Write-around cache skips the entire cache and writes operations to the storage. It averts the cache from being flooded when there are vast amounts of write I/O.

The read operations are prolonged in this approach because data are not cached until read from the storage. It is a big disadvantage.

Write-through cache

Write-through cache writes data both on cache and storage. The newly written information is always cached and thus can be read quickly.

However, write operation is not considered complete until data is written both on cache and storage. This may introduce latency in write operations.

Write-back cache

All the write operations are directed to cache in this approach. The data from the cache is later copied to the storage. Both read and write operations have less latency in this policy.

However, the data can be lost until it is committed to the storage.

What are some of the popular uses of cache?

Some other popular uses of the cache are mentioned below.

Cache server

It is a service that acts as a web server responsible for saving web pages and other internet contents locally. It is also known as the proxy cache.

Flash cache

Flash cache is the cache where data is stored temporarily on NAND flash memory chips. It uses solid state drives (SSDs) to cater to data requests much quicker than if the cache were on a hard disk drive (HDD).

Persistent cache

It helps to prevent any data loss during a system reboot or crash.
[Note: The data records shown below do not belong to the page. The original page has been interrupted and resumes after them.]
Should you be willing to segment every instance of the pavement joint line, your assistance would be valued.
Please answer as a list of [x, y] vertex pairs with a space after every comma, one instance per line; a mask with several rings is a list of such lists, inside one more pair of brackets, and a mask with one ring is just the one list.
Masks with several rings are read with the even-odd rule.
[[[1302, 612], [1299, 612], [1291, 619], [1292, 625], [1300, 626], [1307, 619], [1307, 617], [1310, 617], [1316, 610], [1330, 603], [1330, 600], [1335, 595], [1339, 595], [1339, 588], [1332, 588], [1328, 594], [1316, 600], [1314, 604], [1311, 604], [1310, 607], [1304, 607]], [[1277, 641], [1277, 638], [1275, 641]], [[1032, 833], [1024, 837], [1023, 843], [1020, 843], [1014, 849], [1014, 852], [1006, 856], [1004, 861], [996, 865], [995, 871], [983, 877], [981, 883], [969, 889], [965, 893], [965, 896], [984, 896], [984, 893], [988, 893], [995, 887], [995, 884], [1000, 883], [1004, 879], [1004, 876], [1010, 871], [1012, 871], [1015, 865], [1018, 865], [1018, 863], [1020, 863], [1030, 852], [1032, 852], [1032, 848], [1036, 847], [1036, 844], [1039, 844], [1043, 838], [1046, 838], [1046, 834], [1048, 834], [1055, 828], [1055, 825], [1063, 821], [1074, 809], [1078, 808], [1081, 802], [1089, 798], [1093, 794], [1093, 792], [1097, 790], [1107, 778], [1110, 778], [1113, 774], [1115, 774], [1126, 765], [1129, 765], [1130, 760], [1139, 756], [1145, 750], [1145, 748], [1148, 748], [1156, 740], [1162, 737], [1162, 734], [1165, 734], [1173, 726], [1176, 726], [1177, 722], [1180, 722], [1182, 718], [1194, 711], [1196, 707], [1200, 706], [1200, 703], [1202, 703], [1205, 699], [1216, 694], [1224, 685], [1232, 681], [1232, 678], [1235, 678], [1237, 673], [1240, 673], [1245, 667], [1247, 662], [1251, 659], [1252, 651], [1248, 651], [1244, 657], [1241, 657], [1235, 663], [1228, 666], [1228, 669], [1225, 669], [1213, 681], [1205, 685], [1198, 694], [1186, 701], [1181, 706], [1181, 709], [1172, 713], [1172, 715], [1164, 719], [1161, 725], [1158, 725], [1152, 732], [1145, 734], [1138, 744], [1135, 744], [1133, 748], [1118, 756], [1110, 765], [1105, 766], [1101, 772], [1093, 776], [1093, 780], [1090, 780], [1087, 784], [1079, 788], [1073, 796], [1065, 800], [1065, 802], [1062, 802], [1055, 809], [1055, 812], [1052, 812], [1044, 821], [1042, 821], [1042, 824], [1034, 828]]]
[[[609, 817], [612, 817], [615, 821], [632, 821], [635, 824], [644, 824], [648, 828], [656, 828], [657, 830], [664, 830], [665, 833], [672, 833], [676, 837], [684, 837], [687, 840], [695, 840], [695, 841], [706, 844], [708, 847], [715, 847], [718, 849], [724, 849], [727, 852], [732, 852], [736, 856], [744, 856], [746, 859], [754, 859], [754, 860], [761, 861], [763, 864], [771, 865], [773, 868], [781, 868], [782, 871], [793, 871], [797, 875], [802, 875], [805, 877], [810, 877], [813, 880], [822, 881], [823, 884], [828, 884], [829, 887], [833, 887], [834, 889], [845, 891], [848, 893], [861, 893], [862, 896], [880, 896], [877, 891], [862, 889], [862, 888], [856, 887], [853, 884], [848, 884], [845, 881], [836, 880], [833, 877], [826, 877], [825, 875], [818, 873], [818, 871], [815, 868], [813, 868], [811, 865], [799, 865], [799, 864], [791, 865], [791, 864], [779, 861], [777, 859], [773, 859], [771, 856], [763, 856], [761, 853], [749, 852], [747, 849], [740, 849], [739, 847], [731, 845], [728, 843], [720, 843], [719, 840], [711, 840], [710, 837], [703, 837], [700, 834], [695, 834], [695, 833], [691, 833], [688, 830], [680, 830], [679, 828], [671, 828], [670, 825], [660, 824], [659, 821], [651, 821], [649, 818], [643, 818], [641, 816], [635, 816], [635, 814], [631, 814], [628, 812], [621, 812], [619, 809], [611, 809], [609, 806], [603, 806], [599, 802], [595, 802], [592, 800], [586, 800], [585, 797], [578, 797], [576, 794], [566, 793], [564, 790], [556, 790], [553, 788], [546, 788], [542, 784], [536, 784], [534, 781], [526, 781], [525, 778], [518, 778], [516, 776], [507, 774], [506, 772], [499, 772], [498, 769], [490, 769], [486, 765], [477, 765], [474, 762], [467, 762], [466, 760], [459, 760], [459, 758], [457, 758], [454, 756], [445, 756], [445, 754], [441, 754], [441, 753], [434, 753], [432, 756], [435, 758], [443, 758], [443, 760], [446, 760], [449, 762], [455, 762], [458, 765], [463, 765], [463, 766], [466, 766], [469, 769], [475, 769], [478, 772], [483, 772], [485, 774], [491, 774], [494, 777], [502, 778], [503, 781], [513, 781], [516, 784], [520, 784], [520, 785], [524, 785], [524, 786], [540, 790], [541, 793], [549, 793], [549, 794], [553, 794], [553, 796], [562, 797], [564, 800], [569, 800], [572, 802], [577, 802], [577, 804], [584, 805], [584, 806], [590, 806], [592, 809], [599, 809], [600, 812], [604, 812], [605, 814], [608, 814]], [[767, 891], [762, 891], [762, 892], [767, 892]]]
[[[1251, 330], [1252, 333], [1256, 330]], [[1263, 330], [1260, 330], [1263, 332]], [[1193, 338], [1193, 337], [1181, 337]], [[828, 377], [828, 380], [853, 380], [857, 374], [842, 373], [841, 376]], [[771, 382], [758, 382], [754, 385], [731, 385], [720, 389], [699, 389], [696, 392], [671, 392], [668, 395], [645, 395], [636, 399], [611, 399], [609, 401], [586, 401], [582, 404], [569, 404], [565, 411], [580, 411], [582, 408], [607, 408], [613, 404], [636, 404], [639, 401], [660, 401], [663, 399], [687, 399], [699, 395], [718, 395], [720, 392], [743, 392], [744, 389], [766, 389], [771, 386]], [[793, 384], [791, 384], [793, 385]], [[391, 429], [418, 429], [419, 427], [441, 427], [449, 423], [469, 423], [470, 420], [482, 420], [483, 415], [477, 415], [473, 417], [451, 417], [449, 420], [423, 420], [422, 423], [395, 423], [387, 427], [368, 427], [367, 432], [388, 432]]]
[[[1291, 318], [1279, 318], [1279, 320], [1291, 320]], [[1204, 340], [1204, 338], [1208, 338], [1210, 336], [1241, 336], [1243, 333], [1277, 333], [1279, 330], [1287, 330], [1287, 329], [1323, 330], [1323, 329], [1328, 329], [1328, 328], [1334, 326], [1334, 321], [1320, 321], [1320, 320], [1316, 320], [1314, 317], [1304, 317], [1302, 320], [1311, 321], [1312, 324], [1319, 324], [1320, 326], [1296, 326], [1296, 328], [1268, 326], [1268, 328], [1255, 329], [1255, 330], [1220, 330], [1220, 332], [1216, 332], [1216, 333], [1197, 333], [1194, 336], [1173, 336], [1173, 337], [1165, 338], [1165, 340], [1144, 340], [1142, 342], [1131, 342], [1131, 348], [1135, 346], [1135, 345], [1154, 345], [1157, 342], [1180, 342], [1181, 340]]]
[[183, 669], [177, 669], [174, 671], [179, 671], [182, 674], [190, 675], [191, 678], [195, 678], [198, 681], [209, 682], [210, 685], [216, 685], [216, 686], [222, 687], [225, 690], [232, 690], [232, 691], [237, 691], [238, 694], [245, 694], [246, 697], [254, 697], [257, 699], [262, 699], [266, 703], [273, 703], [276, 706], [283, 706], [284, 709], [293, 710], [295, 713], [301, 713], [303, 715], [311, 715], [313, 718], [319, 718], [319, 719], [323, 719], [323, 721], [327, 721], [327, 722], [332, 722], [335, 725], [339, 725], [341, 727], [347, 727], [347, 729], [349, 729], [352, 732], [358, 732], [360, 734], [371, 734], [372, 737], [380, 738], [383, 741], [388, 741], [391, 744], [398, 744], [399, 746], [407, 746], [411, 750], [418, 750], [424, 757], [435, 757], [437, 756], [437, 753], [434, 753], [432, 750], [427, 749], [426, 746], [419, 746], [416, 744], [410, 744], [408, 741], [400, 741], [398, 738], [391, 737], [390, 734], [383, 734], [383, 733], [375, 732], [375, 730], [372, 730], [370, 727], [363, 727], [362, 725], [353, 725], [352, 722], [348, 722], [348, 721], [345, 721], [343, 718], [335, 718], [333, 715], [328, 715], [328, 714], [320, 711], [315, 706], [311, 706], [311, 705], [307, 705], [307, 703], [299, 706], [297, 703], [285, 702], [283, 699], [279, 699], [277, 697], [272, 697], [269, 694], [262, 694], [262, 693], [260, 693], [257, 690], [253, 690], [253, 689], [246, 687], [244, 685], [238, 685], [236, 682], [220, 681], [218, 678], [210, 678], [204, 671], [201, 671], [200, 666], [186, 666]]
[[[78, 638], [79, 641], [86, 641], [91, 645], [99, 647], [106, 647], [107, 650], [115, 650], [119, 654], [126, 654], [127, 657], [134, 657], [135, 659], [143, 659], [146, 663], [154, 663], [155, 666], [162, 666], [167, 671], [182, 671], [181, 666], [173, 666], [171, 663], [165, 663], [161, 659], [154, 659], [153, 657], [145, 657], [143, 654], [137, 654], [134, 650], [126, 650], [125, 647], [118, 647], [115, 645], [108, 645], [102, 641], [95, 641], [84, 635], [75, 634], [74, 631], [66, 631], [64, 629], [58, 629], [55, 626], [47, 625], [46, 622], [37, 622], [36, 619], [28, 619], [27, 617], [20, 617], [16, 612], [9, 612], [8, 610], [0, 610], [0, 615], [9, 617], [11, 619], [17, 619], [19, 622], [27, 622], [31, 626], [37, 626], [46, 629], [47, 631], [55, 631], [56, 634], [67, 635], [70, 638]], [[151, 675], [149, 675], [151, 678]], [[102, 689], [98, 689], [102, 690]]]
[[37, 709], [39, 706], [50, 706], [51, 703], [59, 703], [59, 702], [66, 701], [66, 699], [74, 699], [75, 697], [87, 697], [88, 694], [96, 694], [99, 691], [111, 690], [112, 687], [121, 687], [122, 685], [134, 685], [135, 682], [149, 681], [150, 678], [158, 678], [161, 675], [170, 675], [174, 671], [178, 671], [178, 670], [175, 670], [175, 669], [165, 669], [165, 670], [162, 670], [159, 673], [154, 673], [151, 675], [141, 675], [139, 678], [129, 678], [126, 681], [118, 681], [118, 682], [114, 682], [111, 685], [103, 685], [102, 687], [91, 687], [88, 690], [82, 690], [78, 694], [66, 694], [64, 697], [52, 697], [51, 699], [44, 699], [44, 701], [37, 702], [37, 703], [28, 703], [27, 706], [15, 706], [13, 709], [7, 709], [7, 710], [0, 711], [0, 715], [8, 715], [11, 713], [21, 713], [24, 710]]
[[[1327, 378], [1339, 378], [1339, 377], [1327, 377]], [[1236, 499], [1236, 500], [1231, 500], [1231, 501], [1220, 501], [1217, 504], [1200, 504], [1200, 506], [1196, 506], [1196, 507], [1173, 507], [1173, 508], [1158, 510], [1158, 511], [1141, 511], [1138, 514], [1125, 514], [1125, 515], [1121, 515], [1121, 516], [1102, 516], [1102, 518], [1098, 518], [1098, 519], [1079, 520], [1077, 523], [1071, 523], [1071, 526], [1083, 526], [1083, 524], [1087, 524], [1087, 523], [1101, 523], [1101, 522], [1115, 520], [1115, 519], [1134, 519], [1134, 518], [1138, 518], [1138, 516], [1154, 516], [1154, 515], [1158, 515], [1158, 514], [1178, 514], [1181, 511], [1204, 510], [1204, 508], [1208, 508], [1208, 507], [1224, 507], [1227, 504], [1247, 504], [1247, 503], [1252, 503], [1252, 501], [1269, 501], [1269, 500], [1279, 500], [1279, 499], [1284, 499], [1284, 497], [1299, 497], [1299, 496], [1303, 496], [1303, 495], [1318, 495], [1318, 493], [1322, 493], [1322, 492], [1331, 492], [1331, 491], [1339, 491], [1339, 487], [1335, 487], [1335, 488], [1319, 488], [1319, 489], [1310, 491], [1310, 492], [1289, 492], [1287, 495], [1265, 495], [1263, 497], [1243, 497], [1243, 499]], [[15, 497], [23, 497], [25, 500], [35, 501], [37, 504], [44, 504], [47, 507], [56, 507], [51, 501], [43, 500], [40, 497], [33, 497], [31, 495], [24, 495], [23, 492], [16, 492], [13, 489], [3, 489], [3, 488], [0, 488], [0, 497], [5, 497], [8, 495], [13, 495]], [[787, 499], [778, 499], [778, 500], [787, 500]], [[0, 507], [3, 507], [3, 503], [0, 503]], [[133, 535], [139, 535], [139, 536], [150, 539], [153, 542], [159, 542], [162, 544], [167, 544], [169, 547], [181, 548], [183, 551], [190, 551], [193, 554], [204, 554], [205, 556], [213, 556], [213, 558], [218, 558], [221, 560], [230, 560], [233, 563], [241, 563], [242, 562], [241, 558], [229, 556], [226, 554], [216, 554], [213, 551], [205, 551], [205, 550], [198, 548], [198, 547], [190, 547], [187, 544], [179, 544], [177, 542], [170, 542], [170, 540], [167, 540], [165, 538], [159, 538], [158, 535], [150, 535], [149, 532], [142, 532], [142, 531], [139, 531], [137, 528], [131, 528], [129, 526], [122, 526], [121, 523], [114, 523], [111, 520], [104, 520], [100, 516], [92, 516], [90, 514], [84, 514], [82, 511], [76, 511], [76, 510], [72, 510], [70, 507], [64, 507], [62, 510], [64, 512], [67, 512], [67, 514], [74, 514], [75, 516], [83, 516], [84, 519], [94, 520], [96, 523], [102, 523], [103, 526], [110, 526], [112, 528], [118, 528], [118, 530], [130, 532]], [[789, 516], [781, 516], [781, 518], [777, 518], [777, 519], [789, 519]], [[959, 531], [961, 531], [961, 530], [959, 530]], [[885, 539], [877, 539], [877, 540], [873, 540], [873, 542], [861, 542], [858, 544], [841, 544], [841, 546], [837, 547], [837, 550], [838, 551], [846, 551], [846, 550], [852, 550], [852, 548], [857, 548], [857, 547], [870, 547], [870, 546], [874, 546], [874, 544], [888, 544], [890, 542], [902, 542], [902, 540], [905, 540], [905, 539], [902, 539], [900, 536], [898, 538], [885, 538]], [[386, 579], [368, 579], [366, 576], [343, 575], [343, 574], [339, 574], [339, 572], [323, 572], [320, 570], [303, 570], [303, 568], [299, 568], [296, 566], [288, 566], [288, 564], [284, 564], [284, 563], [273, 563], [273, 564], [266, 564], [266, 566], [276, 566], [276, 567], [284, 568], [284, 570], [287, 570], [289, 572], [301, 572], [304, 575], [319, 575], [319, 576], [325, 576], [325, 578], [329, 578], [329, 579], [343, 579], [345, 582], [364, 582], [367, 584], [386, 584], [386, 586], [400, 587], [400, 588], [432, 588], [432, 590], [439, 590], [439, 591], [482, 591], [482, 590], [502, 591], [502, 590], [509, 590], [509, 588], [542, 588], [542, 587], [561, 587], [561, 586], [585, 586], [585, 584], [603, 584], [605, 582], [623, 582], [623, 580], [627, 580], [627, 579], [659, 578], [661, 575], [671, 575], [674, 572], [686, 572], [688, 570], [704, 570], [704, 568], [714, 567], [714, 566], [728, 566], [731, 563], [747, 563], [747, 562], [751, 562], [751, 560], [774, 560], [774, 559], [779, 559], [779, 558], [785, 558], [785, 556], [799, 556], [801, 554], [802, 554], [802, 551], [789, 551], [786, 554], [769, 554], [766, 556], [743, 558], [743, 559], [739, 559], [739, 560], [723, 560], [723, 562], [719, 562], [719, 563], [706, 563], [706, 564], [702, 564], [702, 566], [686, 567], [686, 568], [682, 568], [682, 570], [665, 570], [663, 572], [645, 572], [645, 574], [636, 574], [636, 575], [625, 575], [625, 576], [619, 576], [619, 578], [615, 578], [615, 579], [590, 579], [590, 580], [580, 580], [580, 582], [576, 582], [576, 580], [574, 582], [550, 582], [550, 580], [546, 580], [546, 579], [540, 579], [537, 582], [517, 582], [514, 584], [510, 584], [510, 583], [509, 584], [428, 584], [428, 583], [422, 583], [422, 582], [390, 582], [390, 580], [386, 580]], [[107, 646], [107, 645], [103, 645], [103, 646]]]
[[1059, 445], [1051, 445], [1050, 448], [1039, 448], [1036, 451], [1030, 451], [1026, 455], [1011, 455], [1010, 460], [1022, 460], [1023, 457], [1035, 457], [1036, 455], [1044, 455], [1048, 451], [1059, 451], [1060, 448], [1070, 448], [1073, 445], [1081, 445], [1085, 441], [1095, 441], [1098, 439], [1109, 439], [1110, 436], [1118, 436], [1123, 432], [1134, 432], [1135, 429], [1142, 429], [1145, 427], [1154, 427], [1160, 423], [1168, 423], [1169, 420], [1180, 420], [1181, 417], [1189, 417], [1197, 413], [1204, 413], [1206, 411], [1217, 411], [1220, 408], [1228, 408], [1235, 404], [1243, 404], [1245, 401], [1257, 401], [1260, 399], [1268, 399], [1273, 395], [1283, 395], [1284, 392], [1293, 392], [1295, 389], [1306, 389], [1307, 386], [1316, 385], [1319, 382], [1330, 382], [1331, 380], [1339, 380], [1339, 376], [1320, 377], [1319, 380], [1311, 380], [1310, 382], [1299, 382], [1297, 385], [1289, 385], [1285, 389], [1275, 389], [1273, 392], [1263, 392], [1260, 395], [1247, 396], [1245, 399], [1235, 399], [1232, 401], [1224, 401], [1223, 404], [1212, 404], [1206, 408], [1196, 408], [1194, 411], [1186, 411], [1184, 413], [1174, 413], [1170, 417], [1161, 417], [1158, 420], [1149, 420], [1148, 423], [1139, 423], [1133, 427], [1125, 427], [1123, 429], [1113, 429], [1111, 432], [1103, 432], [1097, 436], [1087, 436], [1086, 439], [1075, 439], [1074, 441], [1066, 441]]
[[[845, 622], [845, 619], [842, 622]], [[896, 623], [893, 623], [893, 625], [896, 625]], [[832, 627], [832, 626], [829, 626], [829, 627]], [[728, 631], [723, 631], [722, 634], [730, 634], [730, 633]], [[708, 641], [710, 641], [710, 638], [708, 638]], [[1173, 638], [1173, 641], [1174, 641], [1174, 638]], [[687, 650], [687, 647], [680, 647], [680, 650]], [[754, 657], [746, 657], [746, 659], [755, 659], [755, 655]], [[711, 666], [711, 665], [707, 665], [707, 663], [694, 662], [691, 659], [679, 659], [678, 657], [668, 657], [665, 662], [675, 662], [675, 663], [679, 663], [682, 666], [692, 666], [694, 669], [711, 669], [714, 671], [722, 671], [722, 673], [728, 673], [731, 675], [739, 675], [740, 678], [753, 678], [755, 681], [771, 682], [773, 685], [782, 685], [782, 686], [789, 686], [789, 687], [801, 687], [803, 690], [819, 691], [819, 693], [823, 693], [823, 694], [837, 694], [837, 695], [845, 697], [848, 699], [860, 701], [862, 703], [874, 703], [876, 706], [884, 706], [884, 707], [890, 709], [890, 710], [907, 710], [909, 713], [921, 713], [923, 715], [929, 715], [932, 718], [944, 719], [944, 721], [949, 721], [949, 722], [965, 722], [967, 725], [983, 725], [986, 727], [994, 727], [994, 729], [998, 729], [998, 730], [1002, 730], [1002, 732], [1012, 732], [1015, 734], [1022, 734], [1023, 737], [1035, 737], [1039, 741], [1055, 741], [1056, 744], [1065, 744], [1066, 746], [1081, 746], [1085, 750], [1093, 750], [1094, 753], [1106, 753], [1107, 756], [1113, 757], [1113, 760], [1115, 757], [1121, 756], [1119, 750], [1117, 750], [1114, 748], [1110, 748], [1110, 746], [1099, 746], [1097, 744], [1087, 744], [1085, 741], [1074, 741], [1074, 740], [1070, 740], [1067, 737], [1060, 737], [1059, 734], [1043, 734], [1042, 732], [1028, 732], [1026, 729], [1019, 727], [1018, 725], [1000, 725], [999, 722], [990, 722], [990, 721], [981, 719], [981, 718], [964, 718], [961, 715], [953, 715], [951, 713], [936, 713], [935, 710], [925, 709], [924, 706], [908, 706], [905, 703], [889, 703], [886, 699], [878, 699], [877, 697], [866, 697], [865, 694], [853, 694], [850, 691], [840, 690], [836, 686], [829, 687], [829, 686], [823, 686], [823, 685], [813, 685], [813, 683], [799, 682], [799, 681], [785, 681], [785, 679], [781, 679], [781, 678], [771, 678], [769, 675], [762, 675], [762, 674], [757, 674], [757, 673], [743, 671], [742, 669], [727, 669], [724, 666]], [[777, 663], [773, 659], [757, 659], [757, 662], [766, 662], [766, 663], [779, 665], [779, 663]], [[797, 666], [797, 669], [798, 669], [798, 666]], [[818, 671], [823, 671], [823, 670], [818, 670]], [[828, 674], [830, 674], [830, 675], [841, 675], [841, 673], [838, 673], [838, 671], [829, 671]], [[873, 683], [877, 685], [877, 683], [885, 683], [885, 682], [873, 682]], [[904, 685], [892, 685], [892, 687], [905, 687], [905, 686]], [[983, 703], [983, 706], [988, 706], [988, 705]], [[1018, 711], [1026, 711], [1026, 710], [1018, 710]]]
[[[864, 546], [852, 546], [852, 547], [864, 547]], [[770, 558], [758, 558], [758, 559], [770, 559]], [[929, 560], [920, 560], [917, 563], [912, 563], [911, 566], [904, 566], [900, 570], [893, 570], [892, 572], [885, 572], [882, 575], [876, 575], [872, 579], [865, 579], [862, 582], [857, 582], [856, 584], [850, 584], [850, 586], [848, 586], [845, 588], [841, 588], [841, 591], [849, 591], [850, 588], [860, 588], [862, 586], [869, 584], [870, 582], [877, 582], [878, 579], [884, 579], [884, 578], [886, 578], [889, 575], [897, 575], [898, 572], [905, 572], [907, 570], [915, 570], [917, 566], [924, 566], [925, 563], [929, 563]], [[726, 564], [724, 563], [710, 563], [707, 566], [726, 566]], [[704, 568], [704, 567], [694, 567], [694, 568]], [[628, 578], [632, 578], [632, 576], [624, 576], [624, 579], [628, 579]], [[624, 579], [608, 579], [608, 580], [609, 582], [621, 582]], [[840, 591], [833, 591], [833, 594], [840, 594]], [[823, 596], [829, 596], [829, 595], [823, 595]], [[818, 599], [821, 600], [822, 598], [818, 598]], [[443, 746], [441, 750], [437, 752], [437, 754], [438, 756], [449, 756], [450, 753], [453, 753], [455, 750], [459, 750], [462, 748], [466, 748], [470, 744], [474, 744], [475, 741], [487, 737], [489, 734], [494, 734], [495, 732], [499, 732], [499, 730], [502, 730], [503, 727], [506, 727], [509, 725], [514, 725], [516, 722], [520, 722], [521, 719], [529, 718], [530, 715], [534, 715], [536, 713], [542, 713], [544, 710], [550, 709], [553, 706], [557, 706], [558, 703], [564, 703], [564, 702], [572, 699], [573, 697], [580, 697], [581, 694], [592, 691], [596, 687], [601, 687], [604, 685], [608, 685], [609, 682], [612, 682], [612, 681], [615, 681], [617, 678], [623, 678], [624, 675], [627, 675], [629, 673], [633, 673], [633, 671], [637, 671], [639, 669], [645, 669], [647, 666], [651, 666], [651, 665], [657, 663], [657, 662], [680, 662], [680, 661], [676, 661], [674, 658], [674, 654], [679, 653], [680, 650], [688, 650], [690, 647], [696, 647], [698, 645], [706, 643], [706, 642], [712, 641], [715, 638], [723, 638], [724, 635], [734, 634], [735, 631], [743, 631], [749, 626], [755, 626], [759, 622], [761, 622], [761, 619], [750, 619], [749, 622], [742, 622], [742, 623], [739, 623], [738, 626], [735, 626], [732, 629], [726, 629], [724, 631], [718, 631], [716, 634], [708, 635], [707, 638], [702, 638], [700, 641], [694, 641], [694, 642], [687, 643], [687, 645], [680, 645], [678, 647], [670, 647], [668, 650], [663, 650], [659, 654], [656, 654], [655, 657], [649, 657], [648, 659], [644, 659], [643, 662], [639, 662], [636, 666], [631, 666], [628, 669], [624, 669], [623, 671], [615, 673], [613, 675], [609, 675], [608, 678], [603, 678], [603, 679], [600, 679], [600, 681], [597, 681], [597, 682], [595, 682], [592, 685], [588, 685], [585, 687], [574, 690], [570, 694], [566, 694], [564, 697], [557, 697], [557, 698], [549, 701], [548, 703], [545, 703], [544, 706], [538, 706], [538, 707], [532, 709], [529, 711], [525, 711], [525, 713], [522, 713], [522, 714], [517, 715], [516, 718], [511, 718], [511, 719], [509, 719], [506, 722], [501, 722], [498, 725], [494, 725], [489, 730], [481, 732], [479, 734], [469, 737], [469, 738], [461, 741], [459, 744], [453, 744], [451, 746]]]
Data is often flushed to a battery-backed DRAM as an additional defense layer against data loss.

Conclusion

Computer’s cache is a small, faster and costlier memory that accelerates data access to a processor and stores frequently used computer programs, applications, and data. If the cache already possesses the instance of data requested by the processor, it does not need to fetch the data from the main memory or hard disk.

Cache is mainly of two types, memory cache, and disk cache. A cache is also divided into several parts which differ in processing speed and memory.

To improve the performance, the cache uses different cache algorithms and cache policies. The cache system functions excellently, and every modern computer has incorporated it.

Initially, it was implemented on the motherboard, but with progress in processor design, it has been integrated into the processor.

A computer's cache memory is a specialized, volatile memory that offers high-speed data access to a processor. It is the fastest memory in a computer.